- Arcade flyer
- Developer: SNK
- Publisher: SNK
- Platform: Arcade
- Release: WW: March 1984
- Genre: Multidirectional shooter
- Mode: Up to 2 players alternating turns

= Vanguard II (video game) =

1984 video game

Vanguard II (ヴァンガードII) is a multidirectional shooter video game developed and published by SNK released in arcades in 1984. It is the sequel to the 1981 game Vanguard. It was not as successful as the original.

==Gameplay==

Gameplay screenshot

Unlike the forced scrolling format of the first game, Vanguard II takes place in top-down multi-directional scrolling stages. The ship can move in eight directions as it flies over a floating alien platform with the goal of destroying the power pods providing the station with energy. Aerial defenses must be shot down, while pods on the platform must be bombed with the aid of a crosshair.
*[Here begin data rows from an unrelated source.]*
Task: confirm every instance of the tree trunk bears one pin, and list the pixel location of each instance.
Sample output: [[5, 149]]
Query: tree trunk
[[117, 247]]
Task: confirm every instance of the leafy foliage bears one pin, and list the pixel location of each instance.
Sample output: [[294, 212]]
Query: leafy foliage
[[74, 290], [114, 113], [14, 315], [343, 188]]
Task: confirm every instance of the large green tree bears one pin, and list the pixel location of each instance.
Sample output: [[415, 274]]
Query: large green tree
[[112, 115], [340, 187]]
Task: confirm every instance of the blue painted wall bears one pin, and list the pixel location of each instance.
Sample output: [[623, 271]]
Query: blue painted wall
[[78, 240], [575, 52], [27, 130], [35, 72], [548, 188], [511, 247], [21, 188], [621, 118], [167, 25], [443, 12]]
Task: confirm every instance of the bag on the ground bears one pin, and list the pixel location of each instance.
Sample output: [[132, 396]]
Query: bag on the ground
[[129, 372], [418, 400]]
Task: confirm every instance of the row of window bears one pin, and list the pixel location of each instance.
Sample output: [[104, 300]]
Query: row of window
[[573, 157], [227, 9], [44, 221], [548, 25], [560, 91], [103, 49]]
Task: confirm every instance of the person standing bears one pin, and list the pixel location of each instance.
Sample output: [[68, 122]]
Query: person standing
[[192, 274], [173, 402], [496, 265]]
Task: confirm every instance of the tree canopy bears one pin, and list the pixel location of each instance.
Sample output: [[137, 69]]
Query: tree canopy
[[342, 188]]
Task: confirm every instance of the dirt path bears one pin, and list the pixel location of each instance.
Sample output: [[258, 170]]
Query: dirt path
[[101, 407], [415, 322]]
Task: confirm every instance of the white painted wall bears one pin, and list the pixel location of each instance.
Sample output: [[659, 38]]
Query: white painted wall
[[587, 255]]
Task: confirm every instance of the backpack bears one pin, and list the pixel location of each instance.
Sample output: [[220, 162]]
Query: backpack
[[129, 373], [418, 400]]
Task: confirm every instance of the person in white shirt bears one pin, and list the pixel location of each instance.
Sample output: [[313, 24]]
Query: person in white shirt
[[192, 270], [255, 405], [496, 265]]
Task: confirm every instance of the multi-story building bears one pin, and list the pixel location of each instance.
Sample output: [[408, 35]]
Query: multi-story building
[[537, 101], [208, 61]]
Once the players have destroyed enough pods they can bomb the core, which destroys the platform and ends the level.

==Reception==
In Japan, it was ranked number 22 on the Game Machine table arcade cabinet chart in May 1984.

==Legacy==
Vanguard II was included in the SNK Arcade Classics 0 compilation for the PlayStation Portable, which was released in Japan in 2011.